For Ding Junhui (13th, 29644), it was another frustrating season in the ranking events, though the way he ended the season suggested that he might just be getting back on track. Losing his opening round match in the first two events of the season, as well as being forced to withdraw from the Bahrain Championship due to a clash with the Premier League, Ding found himself needing to improve in order to maintain his place among the top 16.

He did manage to make the quarter-finals of the Grand Prix, as well as the last 16 of the UK Championship before losing to John Higgins on both occasions, but a last 32 defeat to wildcard Xiao Guodong in China left him needing to beat Liang Wenbo at the World Championship to retain his elite status. At one stage this looked unlikely as he began to struggle badly in the second session, finding himself 8-7 down and having scored just 20 points in the last four frames. When it really mattered however, Ding capitalised brilliantly on an error by Liang in the next frame and having made a break of 111 from it to level, never looked back as two further big breaks booked a place in the last 16.

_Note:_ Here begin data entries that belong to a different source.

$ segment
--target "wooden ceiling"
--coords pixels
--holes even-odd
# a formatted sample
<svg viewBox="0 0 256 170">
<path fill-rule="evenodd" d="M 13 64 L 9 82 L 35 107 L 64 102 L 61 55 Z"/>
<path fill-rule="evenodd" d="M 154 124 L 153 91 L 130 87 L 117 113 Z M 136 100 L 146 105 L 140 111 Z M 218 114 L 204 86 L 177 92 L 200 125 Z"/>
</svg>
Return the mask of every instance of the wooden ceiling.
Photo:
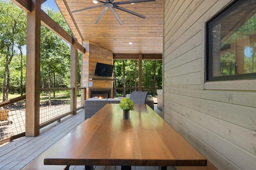
<svg viewBox="0 0 256 170">
<path fill-rule="evenodd" d="M 115 2 L 126 0 L 116 0 Z M 146 17 L 144 19 L 115 9 L 123 23 L 122 25 L 109 9 L 99 22 L 95 23 L 104 7 L 71 13 L 76 10 L 102 4 L 95 4 L 92 0 L 55 2 L 79 42 L 89 40 L 114 54 L 162 53 L 162 0 L 119 5 Z M 130 42 L 133 44 L 129 45 Z"/>
</svg>

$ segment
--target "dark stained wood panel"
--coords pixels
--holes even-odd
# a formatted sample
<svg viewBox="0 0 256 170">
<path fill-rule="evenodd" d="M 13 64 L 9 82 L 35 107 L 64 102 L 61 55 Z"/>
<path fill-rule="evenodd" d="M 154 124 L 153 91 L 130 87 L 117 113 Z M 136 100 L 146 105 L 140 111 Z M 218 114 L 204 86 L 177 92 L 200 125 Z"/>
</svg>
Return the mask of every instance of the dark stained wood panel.
<svg viewBox="0 0 256 170">
<path fill-rule="evenodd" d="M 116 0 L 115 2 L 126 0 Z M 91 0 L 55 0 L 73 33 L 80 41 L 89 40 L 114 54 L 162 53 L 163 1 L 119 6 L 145 16 L 145 19 L 116 9 L 124 24 L 121 25 L 110 10 L 95 21 L 104 7 L 71 13 L 76 10 L 102 4 Z M 79 37 L 81 36 L 81 40 Z M 129 45 L 128 43 L 133 43 Z"/>
</svg>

Though he eventually lost out to Stephen Hendry in the last 16 for the second successive year, unlike in 2008 where he looked to have lost interest from an early stage, he kept on fighting this time and remained positive throughout. It is early days but perhaps this tournament could be the one that helps him to get back to the devastating Ding Junhui that threatened to go all the way to the top around 2005/6. Starting well down the provisional list next season, perhaps it needs to be…

It was a strange season for Peter Ebdon (14th, 29400pts), who despite generally struggling for form, winning just two matches from seven of the events played, managed to bring it all together in the eighth to win the China Open. Not only was it a terrific success in its own right but for his ranking it was absolutely crucial as he would have been sure to lose his top 16 place had he suffered another early exit.

Despite this success however, Peter starts next season right in the thick of it as far as the battle for the top 16 places is concerned and in need of a much improved season as a whole if this title is not to be merely delaying the inevitable for a year.

Though he is the only new entry into the top 16 this year, double world champion Mark Williams (15th, 29319pts), is hardly a new face in the game. Back in the qualifying rounds last season, Mark did suffer a couple of surprising defeats, notably to Simon Bedford in qualifying for the Grand Prix, but overall looked to be playing as well as he has done in two or three years.

His best results came at the Shanghai Masters and UK Championship in Telford when he managed to progress to the quarter-finals, but in the latter in particular he was very unfortunate to slip to a deciding frame defeat at the hands of Ali Carter following an untimely kick. From here he did manage to qualify for the China Open and World Championship to secure his return to the top 16, but problems with his tip in Sheffield contributed to a round one exit to friend Stephen Hendry.

Next season will be interesting for Mark because though he is definitely playing better than he has been for a while, he is still not producing his very best snooker and will start next season ranked 19th provisionally. Will he continue to improve or will he again struggle now that he is back in the top 16?

Finally comes Mark King (16th, 28300pts), who by virtue of his run to the last 16 of the World Championship, just about manages to hold onto a spot in the top 16 for a second successive season.

Early on he seemed to struggle, losing in the last 32 of three of the season’s first four tournaments, but four straight last 16 runs to finish off the campaign saw a steady flow of points come his way. He starts next season ranked 15th on the one-year list as a result and will be hoping to reach his first ranking event quarter-final since the 2007 Malta Cup.